For each week of experiment, the results will be calculated to show how each week effects the confidence and validaty of result.

In [26]:
prior_alpha, prior_beta, _, _ = beta.fit(prior_means, floc=0, fscale=1)

for i,week in enumerate(sorted(a_b_test['week'].unique()[a_b_test['week'].unique()>1])):
    experiment_data = a_b_test[(a_b_test['week'] > 1) & (a_b_test['week'] <= week)]
    control_data = experiment_data[experiment_data['group']=='control']['converted']
    treatment_data = experiment_data[experiment_data['group']=='treatment']['converted']

   # calculate conversion figures and rates and overall lift (the percentage difference in conversion rate between control and treatment versions)
    control_converted = control_data.sum()
    treatment_converted = treatment_data.sum()
    control_non_converted = len(control_data) - control_converted
    treatment_non_converted = len(treatment_data) - treatment_converted
    control_conversion = round(control_data.sum() * 100/ len(control_data), 3)
    treatment_conversion = round(treatment_data.sum() * 100/ len(treatment_data), 3)
    lift = round((treatment_conversion - control_conversion) / control_conversion , 3)

    # calculate posterior parameters with conversion rates
    posterior_control = beta(prior_alpha + control_converted, prior_beta + control_non_converted)
    posterior_treatment = beta(prior_alpha + treatment_converted, prior_beta + treatment_non_converted)

    # sample from posteriors
    control_samples = posterior_control.rvs(2000)
    treatment_samples = posterior_treatment.rvs(2000)
    probability = np.mean(treatment_samples > control_samples)

    # calculate mean and variance of the posterior for control and treatment groups
    (control_mu), (control_var) = posterior_control.stats()
    (treatment_mu), (treatment_var) = posterior_treatment.stats()
    lift_percentage = (treatment_samples - control_samples) / control_samples

    if i == 2:
        i = round((datetime.strptime(a_b_test["timestamp"].max(), '%Y-%m-%d %H:%M:%S.%f') - datetime.strptime(a_b_test["timestamp"].min(), '%Y-%m-%d %H:%M:%S.%f'))/ timedelta(weeks=1),2) - 1
    else:
        i = i+1

    print(f"\nRunning the experiment for {i} weeks","\n", f"Probability that the treatment > control: {probability*100:.2f}%","\n", f"by this much lift: {lift*100:.2f}%")
    print(f"Control Posterior: Mean: {control_mu:.3f}, Variance: {control_var:.8f}") 
    print(f"Treatment Posterior: Mean: {treatment_mu:.3f}, Variance: {treatment_var:.8f}") 



Running the experiment for 1 weeks 
 Probability that the treatment > control: 25.60% 
 by this much lift: -1.20%
Control Posterior: Mean: 0.120, Variance: 0.00000217
Treatment Posterior: Mean: 0.118, Variance: 0.00000215

Running the experiment for 2 weeks 
 Probability that the treatment > control: 18.00% 
 by this much lift: -1.20%
Control Posterior: Mean: 0.121, Variance: 0.00000112
Treatment Posterior: Mean: 0.119, Variance: 0.00000111

Running the experiment for 2.14 weeks 
 Probability that the treatment > control: 12.80% 
 by this much lift: -1.40%
Control Posterior: Mean: 0.121, Variance: 0.00000102
Treatment Posterior: Mean: 0.119, Variance: 0.00000101


__Treatment__: button changed colour from blue to green.
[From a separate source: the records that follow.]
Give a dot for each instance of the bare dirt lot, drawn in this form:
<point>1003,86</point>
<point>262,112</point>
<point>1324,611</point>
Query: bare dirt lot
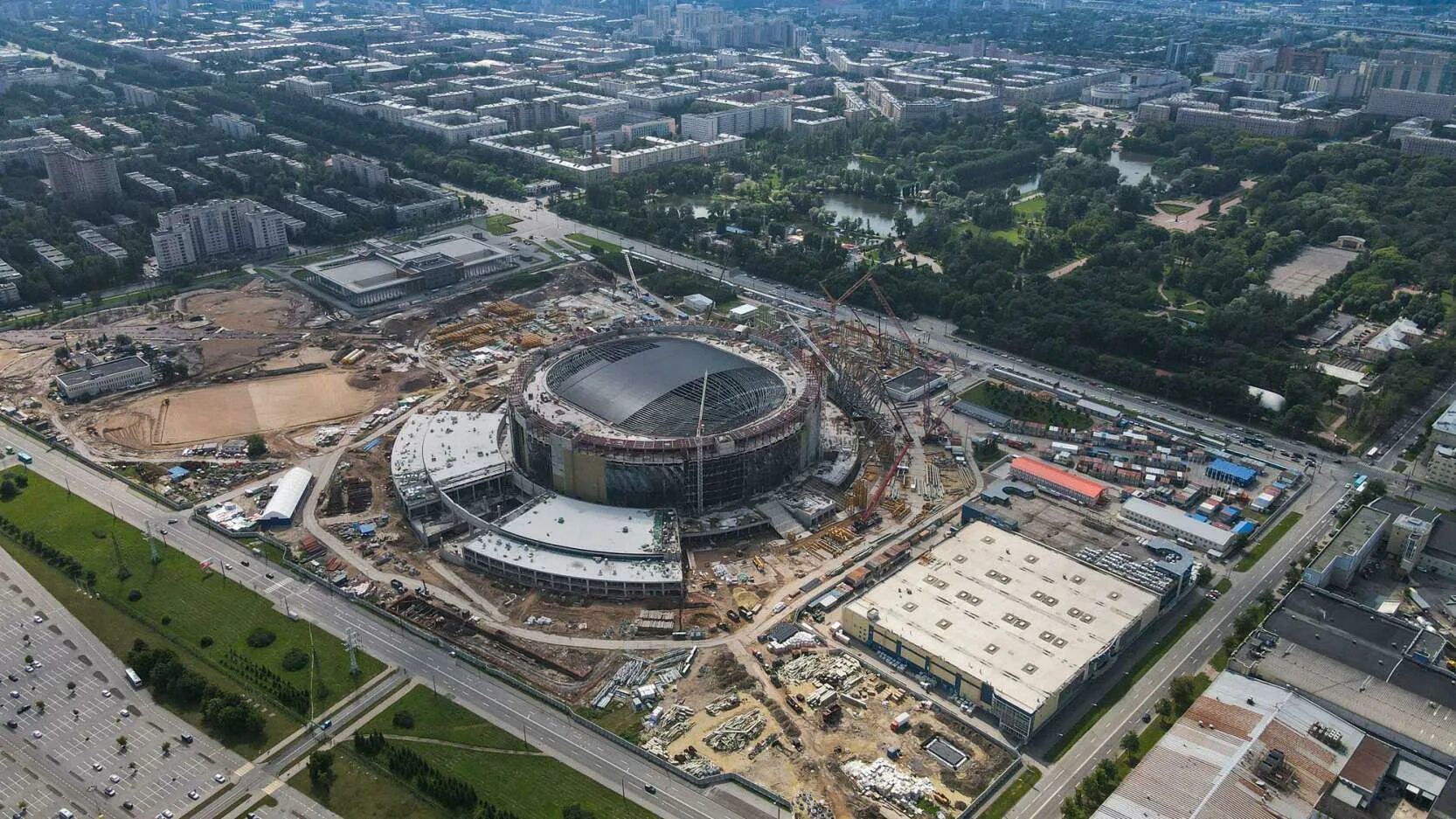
<point>1307,271</point>
<point>813,766</point>
<point>232,410</point>
<point>248,308</point>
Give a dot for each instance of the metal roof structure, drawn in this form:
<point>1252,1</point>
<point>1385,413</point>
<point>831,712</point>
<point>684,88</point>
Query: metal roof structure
<point>1001,608</point>
<point>572,525</point>
<point>79,376</point>
<point>1360,662</point>
<point>447,451</point>
<point>1219,762</point>
<point>654,385</point>
<point>288,496</point>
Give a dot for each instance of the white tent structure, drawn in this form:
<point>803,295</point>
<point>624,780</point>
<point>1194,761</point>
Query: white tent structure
<point>292,487</point>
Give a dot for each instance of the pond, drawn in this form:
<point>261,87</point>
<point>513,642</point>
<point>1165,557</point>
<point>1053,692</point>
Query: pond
<point>1134,166</point>
<point>878,214</point>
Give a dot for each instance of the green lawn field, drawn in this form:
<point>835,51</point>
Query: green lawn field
<point>439,718</point>
<point>174,604</point>
<point>364,792</point>
<point>501,768</point>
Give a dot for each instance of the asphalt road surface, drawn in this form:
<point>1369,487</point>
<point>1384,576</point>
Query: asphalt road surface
<point>76,757</point>
<point>544,727</point>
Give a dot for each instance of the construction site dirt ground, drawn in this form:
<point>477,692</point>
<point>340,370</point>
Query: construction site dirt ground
<point>251,308</point>
<point>1059,524</point>
<point>859,733</point>
<point>179,417</point>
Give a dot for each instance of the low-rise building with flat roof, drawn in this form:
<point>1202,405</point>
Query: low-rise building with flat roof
<point>1379,672</point>
<point>1251,748</point>
<point>108,376</point>
<point>913,384</point>
<point>1007,622</point>
<point>1176,525</point>
<point>382,271</point>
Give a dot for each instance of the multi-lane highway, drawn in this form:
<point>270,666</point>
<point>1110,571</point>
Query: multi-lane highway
<point>63,753</point>
<point>544,727</point>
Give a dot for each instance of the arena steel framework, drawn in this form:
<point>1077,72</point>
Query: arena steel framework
<point>614,417</point>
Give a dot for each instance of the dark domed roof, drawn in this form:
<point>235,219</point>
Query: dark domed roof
<point>653,385</point>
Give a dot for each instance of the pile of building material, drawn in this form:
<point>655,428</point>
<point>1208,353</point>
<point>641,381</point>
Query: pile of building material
<point>889,781</point>
<point>667,726</point>
<point>800,642</point>
<point>737,732</point>
<point>642,681</point>
<point>832,670</point>
<point>810,806</point>
<point>655,621</point>
<point>724,703</point>
<point>701,767</point>
<point>763,745</point>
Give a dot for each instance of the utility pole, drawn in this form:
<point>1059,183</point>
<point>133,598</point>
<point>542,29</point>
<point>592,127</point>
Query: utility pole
<point>351,643</point>
<point>702,401</point>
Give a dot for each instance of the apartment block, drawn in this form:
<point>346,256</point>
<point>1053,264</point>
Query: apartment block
<point>216,229</point>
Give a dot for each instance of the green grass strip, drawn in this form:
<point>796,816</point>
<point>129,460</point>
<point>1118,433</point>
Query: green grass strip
<point>1267,541</point>
<point>1127,683</point>
<point>1008,799</point>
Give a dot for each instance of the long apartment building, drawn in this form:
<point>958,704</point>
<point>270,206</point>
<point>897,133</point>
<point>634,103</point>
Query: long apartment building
<point>216,229</point>
<point>82,175</point>
<point>738,120</point>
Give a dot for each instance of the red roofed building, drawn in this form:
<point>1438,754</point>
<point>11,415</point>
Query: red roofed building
<point>1057,482</point>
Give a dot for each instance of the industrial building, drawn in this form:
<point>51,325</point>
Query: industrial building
<point>1176,525</point>
<point>1416,538</point>
<point>108,376</point>
<point>288,495</point>
<point>382,271</point>
<point>1057,482</point>
<point>1376,670</point>
<point>1229,473</point>
<point>1251,748</point>
<point>614,417</point>
<point>1003,621</point>
<point>915,384</point>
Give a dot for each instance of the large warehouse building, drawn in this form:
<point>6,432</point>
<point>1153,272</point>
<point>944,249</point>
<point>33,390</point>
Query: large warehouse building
<point>1009,624</point>
<point>697,417</point>
<point>382,271</point>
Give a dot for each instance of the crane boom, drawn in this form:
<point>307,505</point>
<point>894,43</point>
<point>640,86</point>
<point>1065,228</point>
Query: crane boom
<point>883,486</point>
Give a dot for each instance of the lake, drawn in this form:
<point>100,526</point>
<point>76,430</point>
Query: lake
<point>1134,166</point>
<point>878,214</point>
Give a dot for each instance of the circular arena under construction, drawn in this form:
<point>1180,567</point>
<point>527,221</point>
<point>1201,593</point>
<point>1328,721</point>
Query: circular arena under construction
<point>693,417</point>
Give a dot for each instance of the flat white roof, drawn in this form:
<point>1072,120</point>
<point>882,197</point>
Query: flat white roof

No other changes to the webpage or it’s content.

__Control__: no change to the webpage.

__Conversion__: user clicked and proceeded to the Contact section of the webpage.

We can conclude that __after 2.14 weeks of experiment__ the treatment conversion was greater than the control in only 256 out of 2,000 posterior samples. __There is a 12.80% probability that the treatment has a greater conversion rate than the control.__

__The control had a greater conversion than the treatment in 1,744 out of 2,000 posterior samples.__ Furthermore, __the lift conversion is -1.4%.__ __The change in button colour__ actually had a __detrimental impact on users clicking it__, and proceeding to the Contact section of the webpage.

__The variances in the results__ were very small at 0.00000102 and 0.00000101 for the control and treatment respectively. This means the distribution of 2,000 samples is __concentrated around the mean__. This gives __a greater confidence in the result.__ 

__The advice would be to not proceed with the change and to stop the experiment.__

__In practice this conclusion could have been reached beforehand.__ This is one of the benefits of Bayesian testing as __you can continuously monitor your results.__